(This time posting to the list with the right email address; sorry for the duplicate email Jeremy and Ryan)
I’d like to point out that the precedent has not been to require CAs to revoke all certificates in the face of a CAA implementation flaw, but merely that the CAA checks are executed again to determine authorization for non-revocation. Specifically, a flaw in Let’s Encrypt’s CAA implementation was discovered last year (https://bugzilla.mozilla.org/show_bug.cgi?id=1462735) and it did not necessitate the revocation of all valid Let’s Encrypt certificates at the time. The incident report is light on details, but it sounds like only those certificates which failed the CAA recheck were revoked. Furthermore, in Let’s Encrypt’s case, there was insufficient logging of the original pre-issuance CAA lookup results, which may not be the case with Digicert here.
In light of this, I believe that the revocation of only the 16 certificates would align with precedent.
From: dev-security-policy on behalf of Jeremy Rowley via dev-security-policy
Sent: Friday, May 10, 2019 16:54
Subject: RE: CAA record checking issue
The difference is we actually have the data at time of issuance. It just wasn’t correctly relied on for these specific certs.

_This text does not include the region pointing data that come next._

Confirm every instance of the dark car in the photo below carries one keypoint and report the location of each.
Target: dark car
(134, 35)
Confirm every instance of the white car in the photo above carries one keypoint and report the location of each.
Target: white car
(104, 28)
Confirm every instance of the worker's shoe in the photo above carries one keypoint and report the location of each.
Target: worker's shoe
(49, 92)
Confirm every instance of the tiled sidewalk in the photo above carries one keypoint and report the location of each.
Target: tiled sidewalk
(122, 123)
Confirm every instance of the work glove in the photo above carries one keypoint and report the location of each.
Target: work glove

I think this means there is an open question on whether the issuance even was a mis-issuance since the CAA information was collected…even if it wasn’t perfect.

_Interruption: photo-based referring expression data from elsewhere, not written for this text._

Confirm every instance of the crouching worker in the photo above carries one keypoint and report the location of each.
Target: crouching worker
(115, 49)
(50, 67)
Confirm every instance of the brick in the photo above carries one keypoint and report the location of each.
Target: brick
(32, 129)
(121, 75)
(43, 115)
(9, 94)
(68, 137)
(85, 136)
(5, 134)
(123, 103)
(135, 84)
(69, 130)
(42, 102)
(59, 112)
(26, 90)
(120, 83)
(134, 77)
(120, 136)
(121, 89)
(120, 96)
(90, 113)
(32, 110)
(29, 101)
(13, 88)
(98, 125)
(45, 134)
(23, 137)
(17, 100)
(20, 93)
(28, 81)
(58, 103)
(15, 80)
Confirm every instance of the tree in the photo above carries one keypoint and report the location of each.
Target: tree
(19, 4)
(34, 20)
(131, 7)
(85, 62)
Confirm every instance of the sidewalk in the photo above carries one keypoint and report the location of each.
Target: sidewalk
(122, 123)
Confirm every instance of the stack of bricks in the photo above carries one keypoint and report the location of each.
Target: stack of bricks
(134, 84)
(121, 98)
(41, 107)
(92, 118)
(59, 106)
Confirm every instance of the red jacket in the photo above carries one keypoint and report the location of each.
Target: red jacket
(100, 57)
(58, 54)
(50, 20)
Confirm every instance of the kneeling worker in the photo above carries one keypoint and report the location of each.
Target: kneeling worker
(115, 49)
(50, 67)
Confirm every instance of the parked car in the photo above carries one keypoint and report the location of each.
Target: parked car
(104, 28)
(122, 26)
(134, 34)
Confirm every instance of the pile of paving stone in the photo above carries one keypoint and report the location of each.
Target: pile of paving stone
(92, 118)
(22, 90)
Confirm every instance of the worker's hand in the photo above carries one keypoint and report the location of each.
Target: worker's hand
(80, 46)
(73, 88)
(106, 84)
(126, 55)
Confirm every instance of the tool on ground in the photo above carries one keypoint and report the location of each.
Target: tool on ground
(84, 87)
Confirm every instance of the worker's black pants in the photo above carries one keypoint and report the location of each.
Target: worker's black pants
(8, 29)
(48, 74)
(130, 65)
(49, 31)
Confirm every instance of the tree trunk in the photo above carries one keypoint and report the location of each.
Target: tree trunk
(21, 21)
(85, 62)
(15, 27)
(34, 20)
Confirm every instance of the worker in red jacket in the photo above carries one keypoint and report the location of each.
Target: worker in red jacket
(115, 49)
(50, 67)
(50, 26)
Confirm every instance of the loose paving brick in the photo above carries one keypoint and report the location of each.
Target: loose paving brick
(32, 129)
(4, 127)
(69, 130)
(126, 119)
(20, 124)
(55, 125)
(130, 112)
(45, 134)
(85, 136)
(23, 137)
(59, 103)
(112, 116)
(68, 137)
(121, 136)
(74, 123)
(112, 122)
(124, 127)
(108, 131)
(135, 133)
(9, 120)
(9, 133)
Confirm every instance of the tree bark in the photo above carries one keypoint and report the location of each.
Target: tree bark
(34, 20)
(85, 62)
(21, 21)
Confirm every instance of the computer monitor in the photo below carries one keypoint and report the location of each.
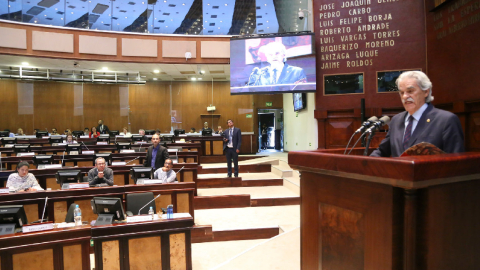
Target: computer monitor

This is why we’re revising the approach to say “Were the certs actually mis-issued? If yes, revoke. If no, then don’t revoke.”
I was looking at it like a law. You may think you trespassed by walking on some grass. But if permission was granted at the time to walk on the grass, then you never actually violated a rule (even if you didn’t know about the permission). If permission was granted later, you still broke that law and are accountable, even if no penalty is applied. Here, we didn’t appropriately store the information but the data may have been stored and checked in a process. More succinctly said, the difference is the broken process may result in compliantly issued certificates which is different than a broken certs that are then remediated. If I can prove the compliance at the time the cert was issued, then the certs shouldn’t be revoked.
Does that makes sense? I can certainly revoke all 1100 if that’s the preferred approach, but I figure with a few days time I can better answer question of what were the results in a break of normally compliant process?
Oh, one other factor is that the system wasn’t exploitable. The break was between two internal processes talking to each other so the errors couldn’t result in certificates issued to a bad actor. It was also a very low volume compared to normal issue. Neither of these are good reasons or excuses. Instead they are the reason we thought we should perhaps not revoke all the certs until we better understand the compliance implications.
From: Ryan Sleevi
Sent: Friday, May 10, 2019 2:16 PM
To: Jeremy Rowley
Cc: email@example.com; firstname.lastname@example.org
Subject: Re: CAA record checking issue
On Fri, May 10, 2019 at 3:55 PM Jeremy Rowley > wrote:
The analysis was basically that all the verification documents are still good, which means if we issued the cert today, the issuance would pass without further checks (since the data itself is good for 825 days). Because of this, customers with domains that didn’t prohibit Digicert in their CAA record (anywhere in the chain) could simply reissue the certificate without a problem. We could require this of all customers. For the 16, issuance would fail if the CAA check was performed today. Therefore, we want to revoke those.
The one reason I wanted more time to respond is that we think we may have most CAA records in our Splunk data for the time of issuance. Our new plan is that we will revoke all certs unless we can confirm the CAA record was permissive at the time of issuance. I don’t know the number of certs that we will revoke yet. I’ll post an update when we compare the Splunk data to the issuance data.
Thanks for answering. I was hoping you had a more thorough analysis ;) I do have other questions about the implementation details, but I'll add those to the bug, so we can focus this discussion on the immediate remediation steps.
I guess my reservation with such an approach (and this is more a metapoint) is consider issuing an EV certificate without having the supporting documentation and/or without validating the documentation. You later come back to the documents, validate them, and find out you got lucky - the information was actually correct, even though the controls failed and the process wasn't followed. Do you revoke the certificates, on the basis the process failed, or do you not revoke them, because they were eventually consistent?
This might sound like a hypothetical, but it's a question this industry has faced in the past , and browsers have reached different conclusions than CAs. It's not immediately clear to me how the proposed response here differs from those past responses, and may highlight some of the difference in philosophies here. An analysis that considered these past events, and how they were received by the community, and how there may be different facts here that lead to different conclusions, would be useful in both validating and justifying the proposed course of action.
The real problem was the CA would kick off a request to the CAA checker. If the CA encountered an error, the request would time out. The CAA record may still have checked the CAA records appropriately but the CA never pulled the information to verify issuance authorization. So it’s a mis-issuance unless we can pull the data and prove it wasn’t. Combing through the archive data will take a while.